I see reduce at the core of the problem - not an optimization. Personally group_by is usually an afterthought for me, not the first thing I go for. I also see the likes of Enum.sum/1 as an impediment to becoming familiar with reduce.
A gentle push usually isn’t enough for people unfamiliar with reduce - likely because it takes a bit of work to push past the initial confusion - which is why one liners aren’t the solution either.
When working in a team, explicitness, readability and clarity of intent are more important than picking the perfect FP construct.
Just today we had a small team discussion where I insisted on replacing Enum.filter(& &1) with Enum.reject(&is_nil/1) because it makes the intent clearer.
It’s also highly unlikely one to ever hit a performance bottleneck in your typical Elixir app. Better opt for a middle ground that accelerates code review.
That’s not the issue at all - it’s about recognizing reduce (or fold) as a generalized transformational problem solving approach. Also in this particular context we’re talking about a “teaching moment”.
People from a non-functional background will approach Enum as the equivalent of “stuff to work with collections”. They’ll scan over the functions, look at the ones they recognize by name. It would be very easy to use a number of the specialized functions without ever understanding the generalized notion of reduce (it’s all over the place in Enum’s source).
By knowing how to use Enum.reduce/3 (or List.foldl/3) well, you already know how to get most of the value.
The specialized functions have their place.
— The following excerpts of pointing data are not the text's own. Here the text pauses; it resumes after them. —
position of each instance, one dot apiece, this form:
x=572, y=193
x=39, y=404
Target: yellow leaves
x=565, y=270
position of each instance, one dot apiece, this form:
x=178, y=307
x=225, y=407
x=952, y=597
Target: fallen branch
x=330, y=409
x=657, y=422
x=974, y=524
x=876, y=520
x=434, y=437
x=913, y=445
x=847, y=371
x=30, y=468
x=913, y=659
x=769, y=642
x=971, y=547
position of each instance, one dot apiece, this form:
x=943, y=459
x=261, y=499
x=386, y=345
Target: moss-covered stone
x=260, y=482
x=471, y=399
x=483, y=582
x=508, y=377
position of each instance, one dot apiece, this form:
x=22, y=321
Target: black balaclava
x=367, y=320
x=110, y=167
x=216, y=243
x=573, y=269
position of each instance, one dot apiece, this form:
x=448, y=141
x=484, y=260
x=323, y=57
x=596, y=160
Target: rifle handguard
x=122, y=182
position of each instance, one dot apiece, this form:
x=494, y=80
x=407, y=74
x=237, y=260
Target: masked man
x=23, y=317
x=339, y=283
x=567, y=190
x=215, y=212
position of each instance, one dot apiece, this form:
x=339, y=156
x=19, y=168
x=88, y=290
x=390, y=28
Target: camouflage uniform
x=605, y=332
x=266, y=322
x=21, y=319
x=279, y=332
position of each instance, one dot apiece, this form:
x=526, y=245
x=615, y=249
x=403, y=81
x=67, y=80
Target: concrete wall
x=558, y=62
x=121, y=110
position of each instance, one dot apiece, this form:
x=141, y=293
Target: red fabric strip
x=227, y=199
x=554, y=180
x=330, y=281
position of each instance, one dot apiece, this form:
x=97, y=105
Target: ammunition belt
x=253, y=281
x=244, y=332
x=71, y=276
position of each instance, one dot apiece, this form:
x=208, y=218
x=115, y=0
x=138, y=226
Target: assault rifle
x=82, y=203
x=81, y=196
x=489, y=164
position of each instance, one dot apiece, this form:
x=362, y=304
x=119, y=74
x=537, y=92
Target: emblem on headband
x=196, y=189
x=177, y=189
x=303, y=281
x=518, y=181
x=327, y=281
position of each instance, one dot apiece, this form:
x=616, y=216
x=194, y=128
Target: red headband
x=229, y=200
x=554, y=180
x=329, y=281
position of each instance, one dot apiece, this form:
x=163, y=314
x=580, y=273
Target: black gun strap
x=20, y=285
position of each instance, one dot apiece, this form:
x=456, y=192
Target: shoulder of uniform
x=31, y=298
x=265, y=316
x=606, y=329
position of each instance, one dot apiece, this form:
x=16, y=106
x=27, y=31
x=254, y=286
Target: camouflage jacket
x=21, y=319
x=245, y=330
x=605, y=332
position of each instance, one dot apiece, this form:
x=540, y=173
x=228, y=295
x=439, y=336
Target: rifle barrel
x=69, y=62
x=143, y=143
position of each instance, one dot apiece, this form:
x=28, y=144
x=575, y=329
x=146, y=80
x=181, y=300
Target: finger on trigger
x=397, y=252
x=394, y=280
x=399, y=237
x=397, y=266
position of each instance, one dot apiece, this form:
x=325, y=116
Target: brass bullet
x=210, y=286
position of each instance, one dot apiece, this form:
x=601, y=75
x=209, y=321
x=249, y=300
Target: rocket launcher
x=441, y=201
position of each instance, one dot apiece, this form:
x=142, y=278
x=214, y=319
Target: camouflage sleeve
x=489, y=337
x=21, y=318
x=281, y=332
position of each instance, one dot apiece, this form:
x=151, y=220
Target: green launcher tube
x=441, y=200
They are less verbose and clearer but their existence can prevent newcomers from “getting” the generalized problem solving approach.
Sometimes the use of specialized functions can lead to long pipelines of successive micro-reductions - “can’t see the forest for the trees” - one shouldn’t miss opportunities to collapse stages by using for-purpose reducer functions.
because it makes the intent clearer.
Reduce can be made much clearer by avoiding inline functions as reducers, opting instead for named, statically defined functions or anonymous functions bound to an intention revealing name.